Gate-by-gate data inventory

Gate 0: Seed (retailer hand-off)

The retailer creates a customer link that carries a signed seed parameter in the URL. The seed contains the basket value, retailer reference, and a minimal customer identifier (typically first name and a hashed identifier). It does not carry full identity data, payment details, or any creditworthiness attributes. The signature prevents tampering and provides integrity for audit.

Customer due diligence under the Money Laundering Regulations 2017 sits upstream of the seed where the broker is in MLR scope. The agentic surface assumes a CDD outcome has already been recorded by the broker’s identity stack; the journey does not perform CDD itself, and the seed does not carry CDD-grade identity attestations.

Data captured: basket amount, retailer ID, short-lived nonce, optional given name.
Where it lives: in the URL during the navigation, then decoded into in-memory case state once the customer surface mounts. The seed is not persisted to a cookie.
Privacy implication: a URL is logged by intermediate proxies and by the user’s browser history. The minimisation choice is to keep the seed limited and time-bound; see data minimisation.

Gate 1: Eligibility

The agent collects a small set of attributes needed to run a soft-search compatible eligibility check.

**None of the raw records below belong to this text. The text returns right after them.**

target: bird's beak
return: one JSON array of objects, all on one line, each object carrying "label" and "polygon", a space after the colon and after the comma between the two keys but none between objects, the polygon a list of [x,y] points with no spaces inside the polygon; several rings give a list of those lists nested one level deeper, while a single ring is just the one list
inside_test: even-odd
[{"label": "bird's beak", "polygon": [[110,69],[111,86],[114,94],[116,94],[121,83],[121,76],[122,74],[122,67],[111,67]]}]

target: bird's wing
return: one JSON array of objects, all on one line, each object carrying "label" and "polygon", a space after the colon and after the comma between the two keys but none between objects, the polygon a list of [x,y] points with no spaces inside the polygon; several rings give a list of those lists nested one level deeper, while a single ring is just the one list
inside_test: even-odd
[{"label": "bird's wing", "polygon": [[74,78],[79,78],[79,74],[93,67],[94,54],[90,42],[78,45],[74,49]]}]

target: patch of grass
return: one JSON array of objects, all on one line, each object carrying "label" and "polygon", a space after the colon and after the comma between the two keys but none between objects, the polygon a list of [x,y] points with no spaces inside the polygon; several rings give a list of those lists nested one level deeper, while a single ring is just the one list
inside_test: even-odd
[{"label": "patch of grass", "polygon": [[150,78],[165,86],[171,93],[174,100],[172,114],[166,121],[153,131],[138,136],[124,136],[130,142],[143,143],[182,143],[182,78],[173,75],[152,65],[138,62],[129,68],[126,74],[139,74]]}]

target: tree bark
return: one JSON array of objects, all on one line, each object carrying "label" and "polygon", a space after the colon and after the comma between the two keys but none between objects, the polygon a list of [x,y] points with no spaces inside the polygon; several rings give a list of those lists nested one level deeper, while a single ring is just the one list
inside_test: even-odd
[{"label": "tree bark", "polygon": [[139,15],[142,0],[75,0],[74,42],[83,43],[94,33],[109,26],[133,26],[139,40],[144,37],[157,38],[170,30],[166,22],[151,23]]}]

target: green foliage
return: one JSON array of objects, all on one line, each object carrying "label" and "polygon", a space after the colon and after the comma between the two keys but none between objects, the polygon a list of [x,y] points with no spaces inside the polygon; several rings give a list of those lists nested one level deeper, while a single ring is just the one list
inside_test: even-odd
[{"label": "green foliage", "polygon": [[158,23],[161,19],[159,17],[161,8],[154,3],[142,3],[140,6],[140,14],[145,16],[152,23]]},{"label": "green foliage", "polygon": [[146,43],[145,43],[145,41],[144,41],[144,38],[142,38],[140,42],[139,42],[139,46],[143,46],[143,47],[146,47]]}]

Data captured: date of birth, residential status, employment status, gross annual income, postcode.
Where it lives: structured fields on the in-memory case state, mirrored into the conversation state held server-side.
What flows to Anthropic: the relevant turn of the transcript and the structured tool-call arguments. The agent does not send the customer name at this stage unless required.
What flows to the lender: nothing yet. Eligibility is a broker-side gate.

Gate 2: Quote

If eligibility passes, the agent quotes indicative APRs across the lender panel. No new personal data is collected, but a derived attribute (the indicative tier band) is added to the case state.

Gate 3: Application details

The customer confirms full identity and address.

Data captured: full name, current address, three-year address history, time at address, marital status, dependants, monthly housing cost, monthly outgoings.
Where it lives: structured fields on the case state. The free-text turns of the conversation that produced these values are also retained as part of the transcript.
What flows to Anthropic: turn-by-turn, the user message and a system view of the relevant case-state slice. The agent prompt design avoids re-sending unchanged personal data on every turn (a token-economy choice that is also a minimisation choice).

Gate 4: Vulnerability

The agent offers an optional, plain-language vulnerability check aligned with the FCA’s expectations under the Consumer Duty.

Data captured: indicators rather than free-text disclosures. The customer can flag categories such as “recent bereavement”, “long-term health condition”, or “currently using a food bank” using closed options.
Where it lives: indicator counts and category flags on the case state. Free-text elaborations, if the customer offers them, are kept on the transcript but not promoted to a structured field.
Special category status: indicators that reveal physical or mental health are special category data under UK GDPR Article 9. See UK GDPR for the conditions analysis.

The customer is asked to provide explicit consent for a credit reference agency (CRA) search and for sharing the application with the chosen lender.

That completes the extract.